France welcomes more visitors each year than anywhere else in the world. Mediterranean beaches and alpine ski resorts ensure year-round popularity, whilst beautiful scenery and exquisite cuisine repeatedly draw people back. Red Savannah’s French villas expert explores the popularity of the South of France and, in particular, the area of Vence in the Alpes-Maritimes.
Located between Nice and Antibes, Medieval Vence is one of the oldest French towns on the Riviera (much of its architecture dates from the 13th century). Artists have long been drawn to paint under its cobalt blue light – Picasso, Ernst and Chagall all came here – but it is Matisse that the town of Vence is most closely associated with. For an ailing Henri Matisse moved here in 1943 with his nurse and model, who had since become a nun.

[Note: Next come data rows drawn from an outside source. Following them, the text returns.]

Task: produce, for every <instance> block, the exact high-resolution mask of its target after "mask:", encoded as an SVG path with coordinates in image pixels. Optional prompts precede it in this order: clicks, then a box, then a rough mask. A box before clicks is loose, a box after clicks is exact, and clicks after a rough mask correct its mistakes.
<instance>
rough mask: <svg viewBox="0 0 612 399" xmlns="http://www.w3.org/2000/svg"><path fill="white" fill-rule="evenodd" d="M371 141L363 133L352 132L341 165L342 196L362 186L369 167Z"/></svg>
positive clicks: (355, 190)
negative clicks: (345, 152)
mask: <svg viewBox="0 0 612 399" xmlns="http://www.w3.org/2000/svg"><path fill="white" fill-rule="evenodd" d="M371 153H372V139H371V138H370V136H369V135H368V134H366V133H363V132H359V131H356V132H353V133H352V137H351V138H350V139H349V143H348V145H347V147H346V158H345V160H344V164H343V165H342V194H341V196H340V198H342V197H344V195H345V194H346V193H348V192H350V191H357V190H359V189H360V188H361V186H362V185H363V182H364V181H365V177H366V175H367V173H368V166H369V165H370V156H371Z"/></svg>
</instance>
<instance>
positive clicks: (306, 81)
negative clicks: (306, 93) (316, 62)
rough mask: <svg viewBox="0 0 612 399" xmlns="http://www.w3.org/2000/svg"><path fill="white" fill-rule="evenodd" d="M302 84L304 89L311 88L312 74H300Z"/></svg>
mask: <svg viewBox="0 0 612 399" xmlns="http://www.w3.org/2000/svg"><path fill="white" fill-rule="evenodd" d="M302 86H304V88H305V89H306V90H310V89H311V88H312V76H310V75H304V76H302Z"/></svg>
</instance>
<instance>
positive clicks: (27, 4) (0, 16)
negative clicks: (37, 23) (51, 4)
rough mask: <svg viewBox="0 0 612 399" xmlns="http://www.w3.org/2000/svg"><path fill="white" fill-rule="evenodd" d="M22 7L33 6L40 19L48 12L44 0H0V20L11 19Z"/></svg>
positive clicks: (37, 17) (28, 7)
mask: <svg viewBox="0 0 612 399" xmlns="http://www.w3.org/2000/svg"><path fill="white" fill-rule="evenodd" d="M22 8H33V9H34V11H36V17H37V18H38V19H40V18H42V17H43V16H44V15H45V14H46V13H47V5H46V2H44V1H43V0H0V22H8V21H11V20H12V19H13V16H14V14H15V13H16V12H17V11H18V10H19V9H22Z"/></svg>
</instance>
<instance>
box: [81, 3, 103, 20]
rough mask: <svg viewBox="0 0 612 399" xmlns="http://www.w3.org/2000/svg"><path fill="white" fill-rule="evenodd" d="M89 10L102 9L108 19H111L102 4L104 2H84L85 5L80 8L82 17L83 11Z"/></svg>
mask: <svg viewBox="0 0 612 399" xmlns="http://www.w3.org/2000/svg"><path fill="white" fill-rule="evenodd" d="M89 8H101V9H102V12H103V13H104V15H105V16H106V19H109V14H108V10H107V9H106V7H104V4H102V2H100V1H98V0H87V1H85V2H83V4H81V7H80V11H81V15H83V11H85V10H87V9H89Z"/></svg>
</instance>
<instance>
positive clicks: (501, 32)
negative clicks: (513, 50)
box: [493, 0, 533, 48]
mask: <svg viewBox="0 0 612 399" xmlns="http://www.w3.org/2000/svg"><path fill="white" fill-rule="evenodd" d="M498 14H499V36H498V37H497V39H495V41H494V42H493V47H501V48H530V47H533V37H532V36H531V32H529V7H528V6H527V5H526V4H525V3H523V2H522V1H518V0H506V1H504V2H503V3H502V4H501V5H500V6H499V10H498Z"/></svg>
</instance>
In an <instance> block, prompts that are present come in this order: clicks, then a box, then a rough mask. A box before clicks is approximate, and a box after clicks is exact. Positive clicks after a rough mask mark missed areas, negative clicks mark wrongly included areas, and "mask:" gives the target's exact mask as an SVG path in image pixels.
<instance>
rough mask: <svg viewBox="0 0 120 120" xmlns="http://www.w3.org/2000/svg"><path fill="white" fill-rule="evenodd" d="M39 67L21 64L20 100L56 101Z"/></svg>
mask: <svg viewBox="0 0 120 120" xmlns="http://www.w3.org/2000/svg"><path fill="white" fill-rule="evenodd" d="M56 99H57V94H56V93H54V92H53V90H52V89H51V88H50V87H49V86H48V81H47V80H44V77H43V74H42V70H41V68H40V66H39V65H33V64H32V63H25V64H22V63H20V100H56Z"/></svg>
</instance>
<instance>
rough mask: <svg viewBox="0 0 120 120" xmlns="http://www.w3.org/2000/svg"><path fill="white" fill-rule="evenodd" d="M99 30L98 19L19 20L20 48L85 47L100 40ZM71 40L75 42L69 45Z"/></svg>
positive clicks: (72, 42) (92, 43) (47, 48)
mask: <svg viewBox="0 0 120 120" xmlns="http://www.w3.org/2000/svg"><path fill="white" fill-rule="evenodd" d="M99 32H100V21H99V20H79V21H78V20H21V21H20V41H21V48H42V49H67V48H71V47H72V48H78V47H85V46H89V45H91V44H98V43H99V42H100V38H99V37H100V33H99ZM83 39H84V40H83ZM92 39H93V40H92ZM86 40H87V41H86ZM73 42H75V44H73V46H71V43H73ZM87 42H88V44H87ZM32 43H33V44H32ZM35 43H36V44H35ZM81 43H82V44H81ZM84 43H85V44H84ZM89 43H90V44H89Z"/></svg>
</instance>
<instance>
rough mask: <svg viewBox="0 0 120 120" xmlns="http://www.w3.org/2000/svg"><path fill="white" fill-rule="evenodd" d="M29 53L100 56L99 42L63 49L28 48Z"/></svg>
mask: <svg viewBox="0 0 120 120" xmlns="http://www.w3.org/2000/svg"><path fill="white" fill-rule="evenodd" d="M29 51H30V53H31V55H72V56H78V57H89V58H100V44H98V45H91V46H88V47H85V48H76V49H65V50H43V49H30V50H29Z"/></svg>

For her community he designed the Chapelle De Rosaire; from the outside a small white and blue affair, but within a restful house of serenity, its stark white walls aglow with soothing blues, greens and yellows cast from its stained glass windows; while the minimalist murals and even the priests’ robes were designed by the artist in a span of four intensely busy years.

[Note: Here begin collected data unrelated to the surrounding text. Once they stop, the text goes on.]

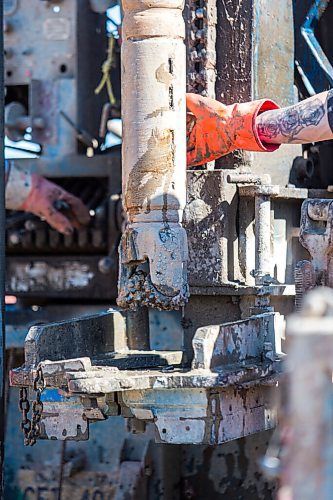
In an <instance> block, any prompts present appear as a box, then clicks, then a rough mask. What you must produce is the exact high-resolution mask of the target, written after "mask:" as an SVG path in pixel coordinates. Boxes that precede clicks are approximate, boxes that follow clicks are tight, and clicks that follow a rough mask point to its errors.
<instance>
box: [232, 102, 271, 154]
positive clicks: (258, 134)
mask: <svg viewBox="0 0 333 500" xmlns="http://www.w3.org/2000/svg"><path fill="white" fill-rule="evenodd" d="M228 108H231V109H232V113H231V116H232V118H231V120H232V127H234V128H233V132H234V136H235V137H234V149H245V150H246V151H260V152H269V153H271V152H273V151H276V150H277V149H278V148H279V147H280V145H279V144H269V143H266V142H262V141H261V140H260V138H259V134H258V130H257V127H256V118H257V116H259V115H261V113H265V111H271V110H273V109H280V106H278V105H277V104H276V103H275V102H274V101H271V100H270V99H259V100H257V101H252V102H245V103H242V104H234V105H232V106H228Z"/></svg>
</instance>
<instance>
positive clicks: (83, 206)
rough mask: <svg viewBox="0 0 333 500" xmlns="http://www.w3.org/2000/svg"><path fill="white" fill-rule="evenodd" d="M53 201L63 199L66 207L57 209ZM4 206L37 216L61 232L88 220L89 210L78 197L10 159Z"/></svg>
mask: <svg viewBox="0 0 333 500" xmlns="http://www.w3.org/2000/svg"><path fill="white" fill-rule="evenodd" d="M57 201H63V202H65V203H66V205H68V210H65V211H64V212H60V211H59V210H57V208H56V202H57ZM6 208H8V209H11V210H24V211H25V212H31V213H33V214H35V215H38V216H39V217H41V218H42V219H45V220H46V221H47V222H48V223H49V224H50V226H52V227H53V228H54V229H56V230H57V231H59V232H60V233H63V234H70V233H71V232H72V231H73V229H74V228H76V229H80V227H81V226H82V225H85V224H88V222H89V220H90V215H89V210H88V208H87V207H86V206H85V205H84V204H83V203H82V201H81V200H80V199H79V198H77V197H76V196H73V195H72V194H70V193H68V192H67V191H65V190H64V189H62V188H61V187H60V186H58V185H57V184H54V183H53V182H50V181H48V180H47V179H45V178H44V177H41V176H40V175H37V174H30V172H29V171H27V170H25V169H20V168H18V167H16V165H15V164H13V163H12V162H11V165H10V169H9V172H8V180H7V184H6Z"/></svg>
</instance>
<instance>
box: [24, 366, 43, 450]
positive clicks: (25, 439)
mask: <svg viewBox="0 0 333 500" xmlns="http://www.w3.org/2000/svg"><path fill="white" fill-rule="evenodd" d="M44 388H45V381H44V376H43V372H42V368H41V366H40V365H38V367H37V371H36V376H35V378H34V382H33V389H34V391H35V392H36V399H35V400H34V401H33V402H32V415H31V420H30V419H29V418H28V414H29V410H30V403H29V400H28V390H27V388H26V387H22V388H21V389H20V400H19V409H20V411H21V413H22V422H21V430H22V432H23V435H24V445H25V446H33V445H34V444H35V443H36V440H37V438H38V437H39V436H40V432H41V429H40V420H41V418H42V413H43V402H42V400H41V395H42V392H43V390H44Z"/></svg>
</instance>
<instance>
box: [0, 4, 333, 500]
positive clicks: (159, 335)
mask: <svg viewBox="0 0 333 500" xmlns="http://www.w3.org/2000/svg"><path fill="white" fill-rule="evenodd" d="M114 4H116V2H114V3H112V2H110V1H106V2H104V1H97V0H95V1H92V0H91V1H89V2H88V1H77V2H70V1H69V0H62V1H60V0H59V1H51V0H50V1H41V0H33V2H29V5H27V3H25V2H18V1H16V2H15V1H12V2H6V7H5V11H4V14H5V24H4V31H5V58H6V59H5V61H6V71H5V74H6V89H7V94H6V113H5V121H6V123H5V125H6V130H7V131H8V132H7V134H8V136H9V139H11V140H12V141H18V140H21V139H24V137H25V134H26V133H27V130H28V129H29V130H30V132H29V133H31V135H32V139H33V140H34V141H35V142H37V143H39V144H40V145H41V146H42V147H41V154H40V157H39V158H38V159H20V160H17V162H18V163H23V164H24V165H25V166H27V167H28V168H29V169H31V170H33V171H37V172H39V173H42V174H43V175H45V176H47V177H49V178H56V179H57V182H59V183H60V184H61V185H63V186H64V187H65V188H66V189H68V190H69V191H71V192H73V194H76V195H79V196H80V197H81V199H82V200H83V201H84V202H85V203H86V204H87V205H88V206H89V208H90V210H91V213H92V222H91V223H90V225H89V226H88V227H87V228H86V229H83V230H81V231H76V232H74V234H73V235H72V236H64V237H63V236H61V235H59V234H57V233H56V232H55V231H54V230H51V229H50V228H49V226H48V225H47V224H46V222H42V221H38V220H36V219H35V218H33V217H31V218H30V219H29V216H27V217H26V218H25V219H24V220H23V219H22V218H17V215H16V214H14V213H11V212H9V213H8V214H7V227H8V229H7V253H8V264H7V292H8V294H11V295H14V296H15V297H17V298H18V302H17V304H16V306H15V307H13V308H12V310H10V311H9V312H8V317H7V321H8V327H7V331H8V333H7V338H8V357H9V359H10V365H11V366H10V368H11V371H10V384H11V389H9V396H10V397H9V403H8V415H9V420H8V427H7V443H8V442H9V441H10V440H13V442H15V443H18V444H17V449H20V450H21V451H20V453H19V455H20V456H18V452H17V451H15V452H14V450H12V451H9V452H8V464H7V470H8V472H7V474H8V477H9V478H10V479H9V480H8V498H16V497H15V495H18V494H19V493H20V494H21V495H23V497H24V498H40V496H39V495H40V494H41V492H42V493H43V492H44V493H45V495H49V496H48V497H47V498H63V499H67V498H70V497H71V498H75V499H76V498H78V499H83V498H85V499H88V498H89V499H97V498H104V499H106V498H110V499H111V498H116V499H118V500H119V499H121V498H126V499H129V498H131V499H143V498H147V499H148V498H149V499H155V498H165V499H172V498H175V499H176V498H177V499H178V498H179V499H180V498H189V499H191V498H198V499H204V498H228V499H236V498H244V499H249V500H250V499H270V498H274V497H275V494H276V490H277V485H276V481H275V480H268V479H267V478H266V476H265V475H264V474H263V471H262V469H261V468H260V467H259V465H258V462H259V459H260V458H261V457H262V456H263V455H264V454H265V452H266V449H267V446H268V443H269V441H270V439H271V436H272V431H273V429H274V428H275V426H276V422H277V410H276V393H277V392H278V385H279V381H280V380H281V372H282V360H283V358H284V351H285V348H284V344H285V318H286V316H287V315H289V314H290V313H292V312H293V311H294V309H295V301H296V304H297V307H298V308H301V307H302V304H303V302H304V294H305V292H306V291H308V290H309V289H312V288H315V287H316V286H317V285H318V284H325V285H326V286H328V287H332V284H331V280H330V276H331V275H330V272H329V269H330V262H331V261H330V238H329V234H330V233H329V232H330V221H331V220H332V218H331V215H332V214H333V212H332V207H331V204H332V201H331V199H332V190H331V189H330V188H329V186H330V183H332V184H333V178H332V179H331V178H330V175H331V176H332V177H333V174H330V173H329V169H328V168H327V165H328V164H329V162H330V161H331V155H332V149H331V148H332V144H331V141H328V142H327V143H323V144H321V145H316V144H312V145H310V146H308V147H306V148H302V147H301V146H299V145H288V146H282V147H281V148H280V149H279V150H278V151H276V152H274V153H272V154H269V155H266V154H261V153H248V152H240V151H236V152H234V153H232V154H230V155H228V156H226V157H223V158H221V159H219V160H217V161H216V162H215V163H209V164H207V165H204V166H202V167H195V168H194V169H192V170H186V129H185V128H186V106H185V93H186V91H189V92H195V93H199V94H202V95H204V96H208V97H212V98H216V99H217V100H220V101H222V102H224V103H226V104H233V103H234V102H236V101H237V102H243V101H250V100H254V99H259V98H262V97H267V98H271V99H274V101H276V102H278V103H279V104H280V105H281V106H288V105H291V104H293V103H295V102H296V101H297V100H298V99H299V98H304V97H307V96H309V95H312V94H313V93H314V92H319V91H323V90H327V89H328V88H329V87H330V86H332V84H333V69H332V66H331V63H330V61H329V59H331V60H332V58H333V57H331V56H332V54H333V47H332V43H331V41H330V37H329V36H328V31H327V27H328V26H329V23H330V21H331V20H332V16H333V4H332V3H330V2H329V1H321V2H318V1H316V2H313V1H312V0H307V1H298V0H294V1H292V0H282V1H280V2H274V1H268V2H264V1H263V0H243V1H241V0H206V1H203V0H186V2H185V4H184V2H183V1H182V0H154V1H149V0H123V2H122V23H121V30H120V28H119V33H120V38H119V39H118V41H117V40H113V42H114V43H113V44H111V43H110V33H109V35H108V34H107V33H106V28H107V17H106V11H107V9H108V8H110V7H112V6H113V7H114ZM37 20H38V22H37ZM32 26H33V28H32ZM36 26H38V29H37V28H36ZM108 36H109V39H108ZM108 42H109V44H108ZM120 42H121V43H120ZM120 45H121V53H120ZM110 47H111V49H112V50H111V49H110ZM101 68H102V72H101ZM103 77H104V78H105V82H106V85H105V88H107V85H109V84H110V82H111V83H112V87H113V94H114V95H113V97H114V99H111V100H112V102H109V101H108V94H107V92H106V91H105V90H104V93H103V92H100V93H97V94H96V89H98V87H99V82H100V80H101V78H103ZM108 78H109V80H108ZM120 82H121V83H120ZM120 90H121V105H120ZM120 113H121V114H120ZM120 116H121V118H122V129H123V131H122V157H121V155H120V149H119V147H113V148H105V144H104V141H105V132H106V130H107V124H108V123H109V122H110V121H111V120H112V119H115V118H120ZM110 127H111V125H110ZM308 198H309V199H308ZM304 200H307V201H304ZM320 238H321V240H320V241H321V244H320V245H318V241H319V239H320ZM325 245H326V246H325ZM118 247H119V261H118V254H117V249H118ZM320 252H321V253H320ZM295 270H296V272H295ZM324 271H325V272H324ZM322 276H326V277H327V279H326V281H325V282H324V281H323V280H322V279H321V278H322ZM320 279H321V281H320ZM117 280H118V289H117ZM116 297H117V302H116ZM23 342H24V362H23V364H22V365H21V366H20V367H18V365H19V359H20V356H22V352H23V349H22V347H23ZM21 361H22V360H21ZM14 397H16V398H18V400H19V407H20V410H21V412H20V413H19V412H18V411H17V409H16V408H14V404H15V405H16V404H17V402H16V401H15V402H14V403H13V401H14V400H13V398H14ZM10 416H12V418H11V417H10ZM19 419H21V420H19ZM20 427H21V430H22V431H23V432H21V433H20V432H19V429H20ZM19 439H20V440H21V441H22V443H21V442H20V443H19V441H18V440H19ZM23 442H24V443H23ZM23 444H25V445H26V447H25V448H24V447H23ZM31 445H35V446H34V447H33V448H30V447H28V446H31ZM169 445H170V446H169ZM171 445H172V446H171ZM39 450H40V451H39ZM44 493H43V494H44ZM29 495H30V496H29ZM52 495H53V496H52ZM57 495H58V496H57Z"/></svg>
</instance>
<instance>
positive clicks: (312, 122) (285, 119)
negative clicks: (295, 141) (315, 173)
mask: <svg viewBox="0 0 333 500" xmlns="http://www.w3.org/2000/svg"><path fill="white" fill-rule="evenodd" d="M264 114H265V113H263V115H264ZM275 114H276V113H275ZM324 116H325V110H324V105H323V103H322V102H321V100H320V99H314V100H313V101H311V102H310V103H306V104H302V103H300V104H296V105H294V106H290V107H289V108H286V109H284V110H281V113H278V116H276V117H272V118H268V119H267V120H265V121H264V122H263V123H260V124H259V125H258V132H259V136H261V137H262V136H264V137H266V138H267V139H272V138H273V137H276V136H278V135H283V136H285V137H288V142H292V141H293V140H294V139H295V138H296V136H297V134H299V133H300V131H301V130H303V129H304V128H306V127H309V126H313V127H316V126H317V125H318V124H319V123H320V121H321V120H322V119H323V117H324ZM332 122H333V94H332ZM332 125H333V123H332Z"/></svg>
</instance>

On arrival head for the old town with its labyrinth of cobbled streets Romanesque arches, galleries, aromatic boulangeries and electric-pink bougainvillea. Several times each week a fruit and veg market adorns the Place Du Jardin, with an antiques market each Wednesday. Half the fun is getting lost in the maze of streets. For food on the hop buy a baguette and some flavoursome paté or stop for déjeuner at earthy Restaurant Le Pigeonnier, which serves French food typical of the region.

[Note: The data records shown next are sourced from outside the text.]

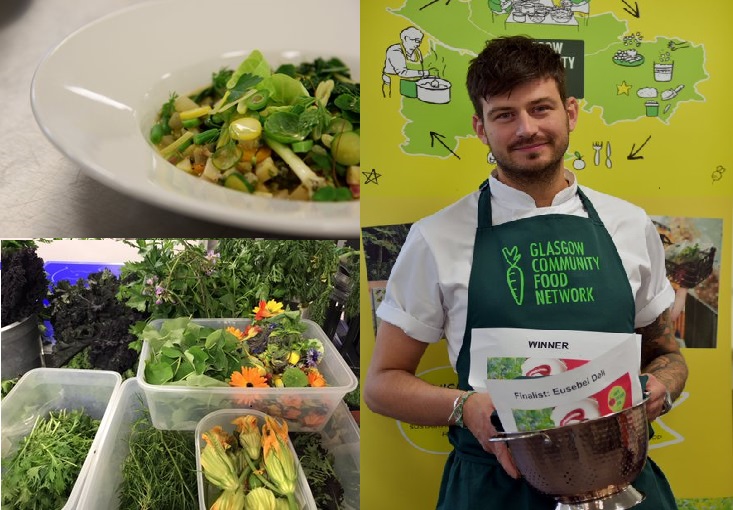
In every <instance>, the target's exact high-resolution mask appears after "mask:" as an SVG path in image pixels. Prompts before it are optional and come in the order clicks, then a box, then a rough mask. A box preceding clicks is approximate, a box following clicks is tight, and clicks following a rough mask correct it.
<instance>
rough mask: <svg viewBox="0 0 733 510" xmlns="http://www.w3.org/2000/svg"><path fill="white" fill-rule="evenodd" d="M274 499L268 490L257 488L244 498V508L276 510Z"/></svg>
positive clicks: (273, 496)
mask: <svg viewBox="0 0 733 510" xmlns="http://www.w3.org/2000/svg"><path fill="white" fill-rule="evenodd" d="M275 499H276V498H275V494H274V493H273V492H272V491H271V490H270V489H268V488H266V487H257V488H256V489H252V490H251V491H249V493H248V494H247V496H246V497H245V498H244V500H245V501H244V508H246V509H247V510H276V508H277V507H276V503H275ZM286 508H287V507H286Z"/></svg>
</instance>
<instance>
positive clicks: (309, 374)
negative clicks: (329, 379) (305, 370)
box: [308, 368, 326, 388]
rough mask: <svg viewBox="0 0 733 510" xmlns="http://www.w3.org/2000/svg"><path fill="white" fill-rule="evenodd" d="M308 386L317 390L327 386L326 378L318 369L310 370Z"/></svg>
mask: <svg viewBox="0 0 733 510" xmlns="http://www.w3.org/2000/svg"><path fill="white" fill-rule="evenodd" d="M308 385H309V386H313V387H315V388H321V387H323V386H326V378H325V377H323V374H321V372H319V371H318V369H317V368H311V369H310V370H308Z"/></svg>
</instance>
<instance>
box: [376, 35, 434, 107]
mask: <svg viewBox="0 0 733 510" xmlns="http://www.w3.org/2000/svg"><path fill="white" fill-rule="evenodd" d="M422 39H423V33H422V32H421V31H420V30H419V29H417V28H415V27H407V28H405V29H404V30H402V32H400V42H399V43H397V44H393V45H392V46H390V47H389V48H387V53H386V55H385V57H384V69H383V70H382V96H383V97H392V78H391V77H390V76H391V75H392V76H399V77H400V80H406V81H408V82H409V83H413V82H414V80H416V79H417V78H423V77H425V76H428V71H426V70H424V69H423V58H422V53H421V52H420V44H422ZM413 86H414V85H413ZM400 90H402V91H403V95H408V97H415V95H416V94H417V92H415V93H414V94H411V93H409V92H408V90H409V87H406V86H405V85H403V83H402V81H400Z"/></svg>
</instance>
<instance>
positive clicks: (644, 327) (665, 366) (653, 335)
mask: <svg viewBox="0 0 733 510" xmlns="http://www.w3.org/2000/svg"><path fill="white" fill-rule="evenodd" d="M636 332H637V333H639V334H640V335H641V371H642V372H647V373H651V374H654V375H655V376H656V377H657V379H659V380H660V381H661V382H662V383H663V384H664V385H665V386H666V387H667V389H668V390H669V391H670V393H671V394H672V397H673V398H675V399H676V398H677V397H679V395H680V393H682V390H683V388H684V387H685V382H686V381H687V363H685V359H684V357H683V356H682V353H681V352H680V348H679V344H678V343H677V340H676V339H675V337H674V326H673V324H672V320H671V318H670V315H669V310H667V311H665V312H663V313H662V314H661V315H660V316H659V317H657V319H656V320H655V321H654V322H652V323H651V324H649V325H648V326H645V327H643V328H639V329H637V330H636Z"/></svg>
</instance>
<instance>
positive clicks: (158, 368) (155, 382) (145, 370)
mask: <svg viewBox="0 0 733 510" xmlns="http://www.w3.org/2000/svg"><path fill="white" fill-rule="evenodd" d="M171 379H173V368H172V367H171V364H170V363H166V362H164V361H156V362H153V363H148V364H147V365H145V382H147V383H148V384H164V383H166V382H168V381H170V380H171Z"/></svg>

Aesthetes can get their art fix at the Fondation Émile Hugues (a contemporary art museum housed in Vence’s imposing Château de Villeneuve), while at nearby village, Saint-Paul-de-Vence, the Fondation Maeght has one of Europe’s largest collections of 20th-century works and is scattered with Miró sculptures and mosaics by Chagall. While you’re here take lunch or dinner at La Colombe d’Or, celebrated for its walls hung with Picassos and Modigliani sketches (these impoverished maestros used to paint for free dinner), its sunny terrace and a menu of traditional fare that has become a Provençal institution.